Grazie all’interessamento ed alla disponibilità della Soprintendenza Archeologica della Calabria, si è reso possibile lo spostamento all’interno dell’Aquarium dei 2 cannoncini in ferro recuperati nel 2013 nelle acque dell’Area Marina Protetta “Capo Rizzuto”, sino ad ora custoditi c/o il Centro AMP di Le Castella.

Nello specifico trattasi di due piccoli smerigli, petrieri, a retrocarica, privi di mascolo, lunghi 140 cm e di calibro di 40 mm.; entrambi i pezzi presentano la canna rinforzata da sette anelli in ferro, disposti a distanza regolare fra di loro, e con la gioia arrotondata, dallo spessore di circa tre centimetri.
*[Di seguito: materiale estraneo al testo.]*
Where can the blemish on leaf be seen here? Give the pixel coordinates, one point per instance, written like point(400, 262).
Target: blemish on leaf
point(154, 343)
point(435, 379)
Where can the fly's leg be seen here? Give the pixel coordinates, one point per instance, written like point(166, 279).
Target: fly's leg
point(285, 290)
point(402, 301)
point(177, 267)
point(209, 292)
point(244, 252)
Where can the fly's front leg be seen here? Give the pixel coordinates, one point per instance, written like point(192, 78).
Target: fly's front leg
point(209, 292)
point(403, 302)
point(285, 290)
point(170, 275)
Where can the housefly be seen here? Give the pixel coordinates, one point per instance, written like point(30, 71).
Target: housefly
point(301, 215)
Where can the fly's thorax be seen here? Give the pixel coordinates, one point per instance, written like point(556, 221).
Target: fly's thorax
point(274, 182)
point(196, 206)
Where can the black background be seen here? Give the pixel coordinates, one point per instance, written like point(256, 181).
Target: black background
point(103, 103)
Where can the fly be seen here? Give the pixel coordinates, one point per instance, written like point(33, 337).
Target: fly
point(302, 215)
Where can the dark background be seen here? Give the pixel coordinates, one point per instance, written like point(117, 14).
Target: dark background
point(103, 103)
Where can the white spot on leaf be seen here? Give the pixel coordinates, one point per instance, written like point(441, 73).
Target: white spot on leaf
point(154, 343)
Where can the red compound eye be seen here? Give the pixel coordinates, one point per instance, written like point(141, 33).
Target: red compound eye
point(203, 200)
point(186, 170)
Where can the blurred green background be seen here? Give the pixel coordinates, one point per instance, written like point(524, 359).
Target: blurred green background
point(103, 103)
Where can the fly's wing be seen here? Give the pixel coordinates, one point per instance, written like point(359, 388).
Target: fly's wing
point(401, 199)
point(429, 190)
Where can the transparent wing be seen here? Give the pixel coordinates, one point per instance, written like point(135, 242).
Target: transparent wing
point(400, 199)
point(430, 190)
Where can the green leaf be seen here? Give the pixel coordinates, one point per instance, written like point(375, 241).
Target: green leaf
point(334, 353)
Si tratta di artiglierie tipiche della dotazione sia di navi da guerra che di mercantili armati, utilizzate nel caso di combattimenti a breve e corta distanza, la cui tipologia è riconducibile a fusioni che iniziano dalla fine del XV secolo, ma che proseguono a tutto il XVII.

Il recupero, su segnalazione di turisti, è avvenuto grazie al coinvolgimento del personale AMP e della m/n Fiore del Levante.
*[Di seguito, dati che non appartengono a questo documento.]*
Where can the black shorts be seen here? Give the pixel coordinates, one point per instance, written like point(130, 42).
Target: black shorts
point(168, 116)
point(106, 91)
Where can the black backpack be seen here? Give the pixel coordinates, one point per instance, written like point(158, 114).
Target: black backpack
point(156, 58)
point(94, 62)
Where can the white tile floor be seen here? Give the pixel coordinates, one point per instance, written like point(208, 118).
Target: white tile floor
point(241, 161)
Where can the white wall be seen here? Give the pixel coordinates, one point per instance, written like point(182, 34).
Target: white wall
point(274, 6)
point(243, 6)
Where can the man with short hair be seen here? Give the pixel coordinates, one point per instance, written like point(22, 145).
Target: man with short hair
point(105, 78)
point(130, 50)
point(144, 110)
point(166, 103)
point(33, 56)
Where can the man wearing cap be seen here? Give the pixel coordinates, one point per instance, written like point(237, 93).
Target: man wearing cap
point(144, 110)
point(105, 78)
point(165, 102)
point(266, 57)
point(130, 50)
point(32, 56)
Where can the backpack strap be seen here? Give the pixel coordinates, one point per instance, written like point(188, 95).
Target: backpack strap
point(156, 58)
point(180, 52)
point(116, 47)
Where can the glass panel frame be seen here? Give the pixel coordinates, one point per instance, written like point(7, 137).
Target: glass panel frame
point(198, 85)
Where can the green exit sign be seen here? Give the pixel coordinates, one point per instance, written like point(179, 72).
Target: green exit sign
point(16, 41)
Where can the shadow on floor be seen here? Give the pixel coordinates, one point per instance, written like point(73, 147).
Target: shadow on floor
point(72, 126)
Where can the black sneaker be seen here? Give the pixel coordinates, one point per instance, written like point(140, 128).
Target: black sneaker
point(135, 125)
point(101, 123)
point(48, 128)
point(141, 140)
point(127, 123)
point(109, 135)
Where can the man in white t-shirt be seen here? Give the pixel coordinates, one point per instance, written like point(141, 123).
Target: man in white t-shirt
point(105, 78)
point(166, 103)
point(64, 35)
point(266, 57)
Le attività di trasporto e posizionamento sono state effettuate sotto la Direzione Scientifica della Soprintendenza (Dr.ssa M.G. AISA), coordinate dal Dr. Francesco Laratta per conto della Soprintendenza stessa e dai dipendenti AMP Guglielmo ed Antonio Liò.

Tale scelta si è resa necessaria al fine di garantire la sicurezza ed il mantenimento dei reperti in attesa di altra allocazione.